Award Abstract # 1740633
Collaborative Proposal: EarthCube Integration: Pangeo: An Open Source Big Data Climate Science Platform

NSF Org: OCE
Division Of Ocean Sciences
Recipient: UNIVERSITY CORPORATION FOR ATMOSPHERIC RESEARCH
Initial Amendment Date: August 21, 2017
Latest Amendment Date: August 29, 2022
Award Number: 1740633
Award Instrument: Standard Grant
Program Manager: Sean Kennan
skennan@nsf.gov
 (703)292-7575
OCE
 Division Of Ocean Sciences
GEO
 Directorate for Geosciences
Start Date: September 1, 2017
End Date: August 31, 2022 (Estimated)
Total Intended Award Amount: $466,882.00
Total Awarded Amount to Date: $466,882.00
Funds Obligated to Date: FY 2017 = $466,882.00
History of Investigator:
  • Ryan May (Principal Investigator)
    rmay@ucar.edu
  • Joseph Hamman (Co-Principal Investigator)
  • Kevin Paul (Co-Principal Investigator)
  • Davide Del Vento (Co-Principal Investigator)
  • Kevin Paul (Former Principal Investigator)
  • Ryan May (Former Co-Principal Investigator)
Recipient Sponsored Research Office: University Corporation For Atmospheric Res
3090 CENTER GREEN DR
BOULDER
CO  US  80301-2252
(303)497-1000
Sponsor Congressional District: 02
Primary Place of Performance: National Center for Atmospheric Research
1850 Table Mesa Drive
Boulder
CO  US  80305-5602
Primary Place of Performance
Congressional District:
02
Unique Entity Identifier (UEI): YEZEE8W5JKA3
Parent UEI:
NSF Program(s): OCE-Ocean Sciences Research,
EarthCube
Primary Program Source: 01001718DB NSF RESEARCH & RELATED ACTIVIT
Program Reference Code(s): 026Z, 7433
Program Element Code(s): 689900, 807400
Award Agency Code: 4900
Fund Agency Code: 4900
Assistance Listing Number(s): 47.050

ABSTRACT



Climate, weather, and ocean simulations (Earth System Models; ESMs) are crucial tools for the study of the Earth system, providing both scientific insight into fundamental dynamics as well as valuable practical predictions about Earth's future. Continuous increases in ESM spatial resolution have led to more realistic, more detailed physical representations of Earth system processes, while the proliferation of statistical ensembles of simulations has greatly enhanced understanding of uncertainty and internal variability. Hand in hand with this progress has come the generation of Petabytes of simulation data, resulting in huge downstream challenges for geoscience researchers. The task of mining ESM output for scientific insights has now itself become a serious Big Data problem. Existing Big Data tools cannot easily be applied to the analysis of ESM data, leading to a building crisis across a wide range of geoscience fields. This is exactly the sort of problem EarthCube was conceived to address. The project will integrate a suite of open-source software tools (the "Pangeo Platform") which together can tackle petabyte-scale ESM datasets. Additionally, training and educational materials for these tools will be developed, distributed widely online, and integrated into existing educational curricula at Columbia. A workshop at NCAR in the final year will help inform the broader community about Pangeo. Collaborators at other US climate modeling centers will encourage adoption and participation in the Pangeo project by their scientists. Beyond climate and related fields, multidimensional numeric arrays are common in many fields of science (e.g. astronomy, materials science, microscopy). However, the dominant Big Data software stack (Hadoop) is oriented towards tabular text-based data structures and cannot easily ingest petabyte scale multidimensional numeric arrays. The proposed work thus has potential to transform Data Science itself, enabling analysis of such datasets via a novel, highly scalable, highly flexible tool with a syntax familiar to disciplinary researchers.
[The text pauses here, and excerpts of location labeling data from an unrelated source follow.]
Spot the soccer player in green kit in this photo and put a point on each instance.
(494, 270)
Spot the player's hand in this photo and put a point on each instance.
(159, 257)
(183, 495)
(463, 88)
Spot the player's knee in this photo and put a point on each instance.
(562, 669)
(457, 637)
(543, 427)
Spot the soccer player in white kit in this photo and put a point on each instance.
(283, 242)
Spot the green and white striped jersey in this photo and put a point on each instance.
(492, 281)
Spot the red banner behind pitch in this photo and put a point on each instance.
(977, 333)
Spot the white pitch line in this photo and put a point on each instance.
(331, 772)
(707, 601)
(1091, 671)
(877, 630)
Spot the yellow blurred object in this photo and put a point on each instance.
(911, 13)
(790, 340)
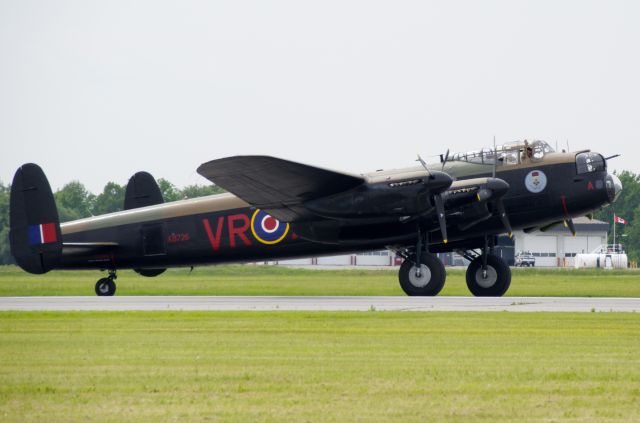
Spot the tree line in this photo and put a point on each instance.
(74, 201)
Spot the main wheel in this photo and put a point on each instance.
(105, 287)
(430, 280)
(493, 283)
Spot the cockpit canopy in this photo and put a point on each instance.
(507, 154)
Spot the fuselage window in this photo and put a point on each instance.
(590, 162)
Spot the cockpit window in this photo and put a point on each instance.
(508, 154)
(590, 162)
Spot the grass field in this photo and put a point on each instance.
(253, 366)
(273, 280)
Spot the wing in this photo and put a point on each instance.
(275, 185)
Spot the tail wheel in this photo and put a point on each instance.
(490, 282)
(105, 287)
(428, 281)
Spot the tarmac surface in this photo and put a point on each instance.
(202, 303)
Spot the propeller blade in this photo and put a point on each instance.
(569, 224)
(444, 160)
(437, 199)
(424, 164)
(502, 213)
(484, 194)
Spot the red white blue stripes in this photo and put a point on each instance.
(42, 234)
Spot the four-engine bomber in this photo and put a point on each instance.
(277, 209)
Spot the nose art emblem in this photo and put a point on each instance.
(535, 181)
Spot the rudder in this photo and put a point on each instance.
(34, 236)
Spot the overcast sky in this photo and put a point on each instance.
(97, 90)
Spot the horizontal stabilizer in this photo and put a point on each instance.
(275, 185)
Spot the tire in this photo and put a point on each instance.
(105, 287)
(430, 282)
(497, 281)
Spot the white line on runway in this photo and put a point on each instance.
(202, 303)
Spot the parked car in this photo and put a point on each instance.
(525, 258)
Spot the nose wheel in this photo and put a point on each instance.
(106, 287)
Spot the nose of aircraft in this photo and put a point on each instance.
(614, 187)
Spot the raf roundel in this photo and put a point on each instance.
(267, 229)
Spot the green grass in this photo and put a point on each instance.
(368, 366)
(273, 280)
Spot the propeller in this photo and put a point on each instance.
(502, 214)
(424, 164)
(444, 159)
(437, 201)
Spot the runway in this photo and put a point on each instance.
(202, 303)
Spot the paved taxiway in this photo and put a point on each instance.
(548, 304)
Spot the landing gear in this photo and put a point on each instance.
(106, 287)
(424, 280)
(488, 276)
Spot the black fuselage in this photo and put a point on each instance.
(149, 238)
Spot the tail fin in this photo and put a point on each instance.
(35, 238)
(142, 190)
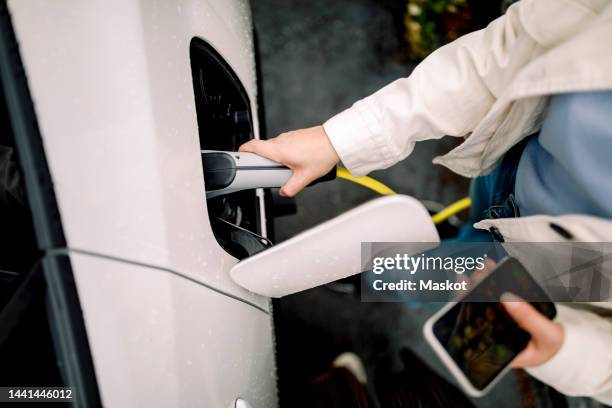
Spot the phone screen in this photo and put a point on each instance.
(481, 337)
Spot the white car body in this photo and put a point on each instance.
(112, 89)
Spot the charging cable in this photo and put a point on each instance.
(382, 189)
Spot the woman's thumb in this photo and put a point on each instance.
(294, 185)
(538, 325)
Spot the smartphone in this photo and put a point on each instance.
(477, 340)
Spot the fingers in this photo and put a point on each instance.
(528, 357)
(532, 321)
(295, 184)
(264, 148)
(480, 274)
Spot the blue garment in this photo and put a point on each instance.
(567, 168)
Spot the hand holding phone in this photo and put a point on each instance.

The core technologies are the python packages Dask, a flexible parallel computing library which provides dynamic task scheduling, and XArray, a wrapper layer over Dask data structures which provides user-friendly metadata tracking, indexing, and visualization. These tools interface with netCDF datasets and understand CF conventions. They will be brought to bear on four high impact Geoscience Use Cases in atmospheric science, land-surface hydrology, and physical oceanography. Disciplinary scientists will define workflows for each use case and interact with computational scientists to demonstrate, benchmark, and optimize the software. The resulting software improvements will be contributed back to the upstream open source projects, ensuring long-term sustainability of the platform. The end result will be a robust new software toolkit for climate science and beyond. This toolkit will enhance the Data Science aspect of EarthCube. Implementation of these tools on the cloud will also be tested, taking advantage of agreement between commercial cloud service providers and NSF for the BIGDATA solicitation.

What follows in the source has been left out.